The unverified 2016 report shows Knox had around half-a-million dollars each in assets, expenditures, and revenues in the town’s general fund; a little over $1 million in the highway fund; and around $3,000 in the town’s lighting fund. Capital projects had around $400,000 reported for revenues, $300,000 for expenditures, but about $24,000 reported for assets. The amount of funds reported for fixed assets — land, buildings, and machinery — was about $3 million. Agency assets were around $1,600.

The report lists three bond anticipation notes, two for equipment purchases in 2016 and one for a capital project in 2010. The total collateral under Federal Deposit Insurance Corporation insurance was $250,000. The total amounts under the town bank accounts were reported to be a little over $1 million. Employee and retiree benefits totaled around $220,000. Energy expenditures were around $30,000.

Meeting minutes disputed

The minutes, which serve as an official record, of the January town board meeting were approved, 3 to 2, with councilman Dennis Barber and Barcomb voting “no.” Barber and Barcomb are Democrats while the other two council members, Karl Pritchard and Kenneth Saddlemire, were elected on the Republican line along with Lefkaditis.

The vote was taken after Adriance read a statement from the gallery, detailing her concerns that the minutes did not include her full statement about the town clerk being unable to issue hunting licenses. At the January meeting, Adriance described a conversation with a Department of Environmental Conservation official in which she said the official wondered why Clerk Schanz had waited so long to start the training needed to issue licenses.

Schanz said at the Feb. 13 meeting that she has done the necessary training and is waiting to hear from DEC. She said that the “intent” of the letter was included in the minutes but, since Adriance’s full statement referenced a conversation with the DEC official she couldn’t confirm, she declined to include it in full.

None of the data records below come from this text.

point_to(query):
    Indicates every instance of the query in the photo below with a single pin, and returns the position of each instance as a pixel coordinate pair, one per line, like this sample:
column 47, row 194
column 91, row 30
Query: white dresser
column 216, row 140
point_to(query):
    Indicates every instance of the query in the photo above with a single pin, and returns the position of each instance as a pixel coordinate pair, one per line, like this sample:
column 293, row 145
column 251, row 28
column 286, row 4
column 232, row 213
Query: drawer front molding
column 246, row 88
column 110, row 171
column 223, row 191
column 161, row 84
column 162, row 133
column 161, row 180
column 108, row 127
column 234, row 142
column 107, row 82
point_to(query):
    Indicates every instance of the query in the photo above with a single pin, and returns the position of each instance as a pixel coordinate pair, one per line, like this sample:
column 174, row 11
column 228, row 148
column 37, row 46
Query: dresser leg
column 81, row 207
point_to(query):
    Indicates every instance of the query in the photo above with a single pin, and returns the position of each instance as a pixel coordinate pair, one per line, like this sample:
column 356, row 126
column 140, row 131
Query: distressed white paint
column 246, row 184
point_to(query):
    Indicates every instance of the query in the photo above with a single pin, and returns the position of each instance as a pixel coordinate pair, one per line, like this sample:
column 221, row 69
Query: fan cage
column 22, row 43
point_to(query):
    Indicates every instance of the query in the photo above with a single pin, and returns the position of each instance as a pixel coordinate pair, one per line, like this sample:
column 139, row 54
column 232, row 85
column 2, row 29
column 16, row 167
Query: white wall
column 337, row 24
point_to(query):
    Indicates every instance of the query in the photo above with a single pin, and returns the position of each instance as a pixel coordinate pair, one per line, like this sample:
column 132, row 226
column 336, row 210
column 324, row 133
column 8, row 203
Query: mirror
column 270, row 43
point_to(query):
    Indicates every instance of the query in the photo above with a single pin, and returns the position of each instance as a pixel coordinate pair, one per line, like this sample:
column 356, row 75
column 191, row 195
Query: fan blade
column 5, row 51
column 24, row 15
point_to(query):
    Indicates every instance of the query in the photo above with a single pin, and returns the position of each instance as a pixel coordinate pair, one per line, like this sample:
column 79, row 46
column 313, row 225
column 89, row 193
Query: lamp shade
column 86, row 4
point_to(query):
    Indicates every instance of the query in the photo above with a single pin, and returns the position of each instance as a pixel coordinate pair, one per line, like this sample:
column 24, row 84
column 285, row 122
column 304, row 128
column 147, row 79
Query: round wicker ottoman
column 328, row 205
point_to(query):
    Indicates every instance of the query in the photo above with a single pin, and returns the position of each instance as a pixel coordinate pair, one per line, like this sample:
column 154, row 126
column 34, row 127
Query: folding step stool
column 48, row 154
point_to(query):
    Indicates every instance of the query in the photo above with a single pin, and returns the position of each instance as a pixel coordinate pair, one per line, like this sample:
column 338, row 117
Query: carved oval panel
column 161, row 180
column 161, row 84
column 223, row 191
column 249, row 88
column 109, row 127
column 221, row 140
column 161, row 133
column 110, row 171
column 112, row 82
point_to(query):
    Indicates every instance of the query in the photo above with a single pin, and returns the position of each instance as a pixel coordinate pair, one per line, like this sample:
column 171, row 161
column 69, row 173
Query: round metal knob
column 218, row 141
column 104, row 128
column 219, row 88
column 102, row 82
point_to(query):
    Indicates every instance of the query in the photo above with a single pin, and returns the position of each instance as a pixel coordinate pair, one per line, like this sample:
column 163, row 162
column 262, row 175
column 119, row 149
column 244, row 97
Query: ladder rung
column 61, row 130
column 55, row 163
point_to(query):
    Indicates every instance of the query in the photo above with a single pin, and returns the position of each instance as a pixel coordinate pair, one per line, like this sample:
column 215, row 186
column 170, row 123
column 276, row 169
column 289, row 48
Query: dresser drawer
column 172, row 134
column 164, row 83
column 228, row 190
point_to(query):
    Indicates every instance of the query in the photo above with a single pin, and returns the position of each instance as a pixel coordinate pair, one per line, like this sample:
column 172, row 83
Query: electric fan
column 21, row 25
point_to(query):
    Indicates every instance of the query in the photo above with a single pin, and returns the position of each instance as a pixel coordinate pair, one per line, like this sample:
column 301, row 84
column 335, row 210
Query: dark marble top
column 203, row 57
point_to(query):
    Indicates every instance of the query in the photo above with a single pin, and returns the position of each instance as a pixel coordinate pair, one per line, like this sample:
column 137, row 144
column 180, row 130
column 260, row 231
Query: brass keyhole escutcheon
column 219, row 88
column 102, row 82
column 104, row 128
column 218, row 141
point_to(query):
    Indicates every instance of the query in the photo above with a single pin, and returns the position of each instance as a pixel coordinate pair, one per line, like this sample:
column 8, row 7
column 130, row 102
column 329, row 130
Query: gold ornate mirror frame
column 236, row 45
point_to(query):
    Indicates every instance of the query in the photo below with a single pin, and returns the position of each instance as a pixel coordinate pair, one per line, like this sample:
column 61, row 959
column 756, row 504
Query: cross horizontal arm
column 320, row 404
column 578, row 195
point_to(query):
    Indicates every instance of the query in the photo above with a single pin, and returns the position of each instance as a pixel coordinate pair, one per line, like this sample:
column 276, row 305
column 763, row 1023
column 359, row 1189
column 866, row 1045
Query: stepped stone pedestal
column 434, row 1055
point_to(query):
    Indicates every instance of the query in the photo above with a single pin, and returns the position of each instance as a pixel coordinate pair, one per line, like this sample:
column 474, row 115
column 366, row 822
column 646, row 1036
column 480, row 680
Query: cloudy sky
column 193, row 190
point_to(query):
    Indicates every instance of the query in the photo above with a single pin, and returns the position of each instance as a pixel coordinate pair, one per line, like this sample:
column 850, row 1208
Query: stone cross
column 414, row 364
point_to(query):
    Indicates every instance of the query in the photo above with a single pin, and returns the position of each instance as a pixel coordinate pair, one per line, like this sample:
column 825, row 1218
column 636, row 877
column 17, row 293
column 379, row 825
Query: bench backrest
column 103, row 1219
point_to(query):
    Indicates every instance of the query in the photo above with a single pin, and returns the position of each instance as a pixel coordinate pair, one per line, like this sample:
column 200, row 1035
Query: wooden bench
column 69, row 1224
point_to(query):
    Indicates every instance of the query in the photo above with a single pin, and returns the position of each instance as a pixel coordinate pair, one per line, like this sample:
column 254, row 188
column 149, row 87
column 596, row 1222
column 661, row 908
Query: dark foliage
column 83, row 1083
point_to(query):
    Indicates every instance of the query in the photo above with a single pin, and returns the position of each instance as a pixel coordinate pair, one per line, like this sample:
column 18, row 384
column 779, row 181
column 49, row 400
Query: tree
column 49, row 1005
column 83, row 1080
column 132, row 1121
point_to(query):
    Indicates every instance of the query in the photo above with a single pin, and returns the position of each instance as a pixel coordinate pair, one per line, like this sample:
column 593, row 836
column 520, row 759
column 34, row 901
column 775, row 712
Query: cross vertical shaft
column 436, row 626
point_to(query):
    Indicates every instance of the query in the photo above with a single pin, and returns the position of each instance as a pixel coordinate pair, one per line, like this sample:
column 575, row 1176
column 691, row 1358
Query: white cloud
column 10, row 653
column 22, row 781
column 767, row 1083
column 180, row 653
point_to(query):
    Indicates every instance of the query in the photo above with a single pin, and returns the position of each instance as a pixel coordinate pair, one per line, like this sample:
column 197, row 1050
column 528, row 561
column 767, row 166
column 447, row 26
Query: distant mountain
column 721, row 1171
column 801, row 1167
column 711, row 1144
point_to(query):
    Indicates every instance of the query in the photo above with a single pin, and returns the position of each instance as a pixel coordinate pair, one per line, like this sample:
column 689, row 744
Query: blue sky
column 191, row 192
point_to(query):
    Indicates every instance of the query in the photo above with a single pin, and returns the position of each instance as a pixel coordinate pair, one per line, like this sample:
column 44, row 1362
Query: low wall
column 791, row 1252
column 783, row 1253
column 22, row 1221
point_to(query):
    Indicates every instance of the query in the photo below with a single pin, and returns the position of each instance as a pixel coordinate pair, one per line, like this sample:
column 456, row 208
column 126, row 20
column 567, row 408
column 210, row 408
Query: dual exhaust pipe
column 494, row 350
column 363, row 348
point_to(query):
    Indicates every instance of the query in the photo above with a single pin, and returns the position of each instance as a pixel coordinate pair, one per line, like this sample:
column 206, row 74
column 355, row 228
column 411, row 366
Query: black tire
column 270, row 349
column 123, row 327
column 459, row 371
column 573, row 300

Barcomb commented that the clerk shouldn’t be “picking and choosing” what statements to include, while Lefkaditis noted that the clerk, by law, has to record only resolutions and votes. He also remarked that he has been satisfied with Schanz’s minutes after “two years of barbed minutes,” referencing conflicts he has had with former town clerk, Tara Murphy, a Democrat. Schanz was elected on the GOP line along with Lefkaditis.

Gagnon, a Democrat who, like Murphy, had lost her reelection bid in the landslide that brought a Republican majority to the town board for the first time in decades, defended Murphy. Gagnon noted that the minutes used to be very specific, in particular regarding public comments, and said that they can be used as a public record to be referenced even decades later.

An audience member later asked what recourse the people had to hold officials accountable if statements were entered into the record at the clerk’s discretion.

“November, that’s your official recourse,” said Lefkaditis.

Other business

In addition, the board also:

— Unanimously approved a new ethics law that the supervisor described as “cookie cutter” in its policies;

— Appointed John Wright to the Zoning Board Of Appeals;

— Discussed purchasing a bus for youth and senior services;

— Discussed a retention policy for security footage;

— Heard from Councilman Saddlemire that the New York Power Authority is conducting an audit so that the town can continue its process of receiving money from its Clean Energy Communities grant;

— Heard from Barcomb that legislation is being drafted by state Assemblyman Angelo Santabarbara and Senator George Amedore to give Knox home rule over speed limits; and

— Heard from Saddlemire that he has gotten four residents registered with the county’s 9-1-1 registry, three more than had been registered earlier this year. The registry provides help to elderly residents or those with disabilities during an emergency.